Zondeni Veronica Sobukwe OLS (27 July 1927 – 15 August 2018) was a South African nurse who played an integral role in the Defiance Campaign. Her husband, Robert Sobukwe, was a prominent political dissident. Her family was constantly harassed by the police.

==Background==
Veronica Sobukwe (née Mate) was born on July 27, 1927, in Hlobane, KwaZulu-Natal. Sobukwe was a trainee nurse at Victoria Hospital in Lovedale, Eastern Cape. Victoria Hospital was established in 1898 through the Lovedale Missionary Institution and it was the first hospital in South Africa to train black nurses. While Zondeni Sobukwe was a trainee, she got involved in a labour dispute with hospital management.

The dispute escalated to strike action and Sobukwe was one of the leaders, which caught the attention of Robert Sobukwe who was the president of the Student Representative Council at Fort Hare University in 1949. Zondeni Sobukwe was expelled from Lovedale College the same year for her participation in the Victoria Hospital Strike. After her expulsion, the Fort Hare ANC Youth League sent Sobukwe to Johannesburg to deliver a letter to Walter Sisulu to bring to his attention the struggles of the nurses in Alice.
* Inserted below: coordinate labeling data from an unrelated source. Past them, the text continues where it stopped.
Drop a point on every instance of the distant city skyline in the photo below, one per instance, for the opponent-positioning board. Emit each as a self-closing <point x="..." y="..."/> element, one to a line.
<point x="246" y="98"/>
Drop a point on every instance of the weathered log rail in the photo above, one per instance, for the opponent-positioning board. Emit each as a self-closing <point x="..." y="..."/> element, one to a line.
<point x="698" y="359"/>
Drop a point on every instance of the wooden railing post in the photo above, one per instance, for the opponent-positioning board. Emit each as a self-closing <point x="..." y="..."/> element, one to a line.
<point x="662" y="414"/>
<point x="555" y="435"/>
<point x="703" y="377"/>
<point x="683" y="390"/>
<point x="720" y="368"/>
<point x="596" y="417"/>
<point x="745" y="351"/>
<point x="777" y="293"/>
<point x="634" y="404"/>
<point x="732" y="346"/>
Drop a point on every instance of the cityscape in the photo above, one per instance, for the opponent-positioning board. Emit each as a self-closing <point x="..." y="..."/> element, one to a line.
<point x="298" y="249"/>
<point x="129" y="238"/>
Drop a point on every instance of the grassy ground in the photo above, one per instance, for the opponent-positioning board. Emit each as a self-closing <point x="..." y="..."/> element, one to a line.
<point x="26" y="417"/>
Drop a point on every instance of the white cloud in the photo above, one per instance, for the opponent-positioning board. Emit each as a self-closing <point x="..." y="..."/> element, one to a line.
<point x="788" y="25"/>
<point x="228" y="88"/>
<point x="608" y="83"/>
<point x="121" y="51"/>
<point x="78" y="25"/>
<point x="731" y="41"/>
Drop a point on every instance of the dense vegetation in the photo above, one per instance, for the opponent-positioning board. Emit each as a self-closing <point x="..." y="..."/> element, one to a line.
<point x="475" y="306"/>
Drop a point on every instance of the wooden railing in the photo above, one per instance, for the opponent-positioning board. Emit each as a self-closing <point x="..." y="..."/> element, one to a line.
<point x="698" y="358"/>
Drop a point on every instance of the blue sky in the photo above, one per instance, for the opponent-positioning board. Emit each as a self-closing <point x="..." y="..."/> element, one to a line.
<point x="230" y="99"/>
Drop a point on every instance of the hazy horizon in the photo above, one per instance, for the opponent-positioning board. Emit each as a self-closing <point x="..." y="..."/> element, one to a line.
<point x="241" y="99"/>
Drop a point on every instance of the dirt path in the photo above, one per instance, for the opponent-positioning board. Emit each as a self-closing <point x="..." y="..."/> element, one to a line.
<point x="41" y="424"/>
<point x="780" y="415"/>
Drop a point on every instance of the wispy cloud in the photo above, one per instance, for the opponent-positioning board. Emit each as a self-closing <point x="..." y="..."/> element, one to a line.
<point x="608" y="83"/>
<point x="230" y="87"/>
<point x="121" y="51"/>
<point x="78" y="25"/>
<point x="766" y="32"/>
On 6 June 1954, she married Robert Sobukwe and they had four children, Miliswa, Dinilesizwe, Dalindyebo and Dedanizizwe. After they married she worked at Jabavu Clinic in Soweto. While her husband was in prison, Zondeni unsuccessfully petitioned Jimmy Kruger and Prime Minister B.J. Vorster, demanding the release of her husband so that he could get medical treatment at home.

In a bid to find the truth about the cause of her husband's death, Zondeni Sobukwe testified to the Truth and Reconciliation Commission in King Williams Town on May 12, 1997.

She died on 15 August 2018 at the age of 91 years after a long illness.

==Honours==

The ANC's Regional Headquarters in Nelson Mandela Bay was renamed Florence Matomela House in November 2012. Ms Angie Motshekga, then Minister of Basic Education and President of the ANC Women's League described Florence Matomela, at the Florence Mathomela Memorial Lecture, as having battled 'triple oppression', i.e. colonial, patriarchal and class domination. The Red Location Museum in New Brighton held a year-long exhibition dedicated to these women of the liberation struggle, by paying tribute to Florence Matomela, Nontuthuzelo Mabala, Veronica Sobukwe, Lilian Diedricks and Nosipho Dastile.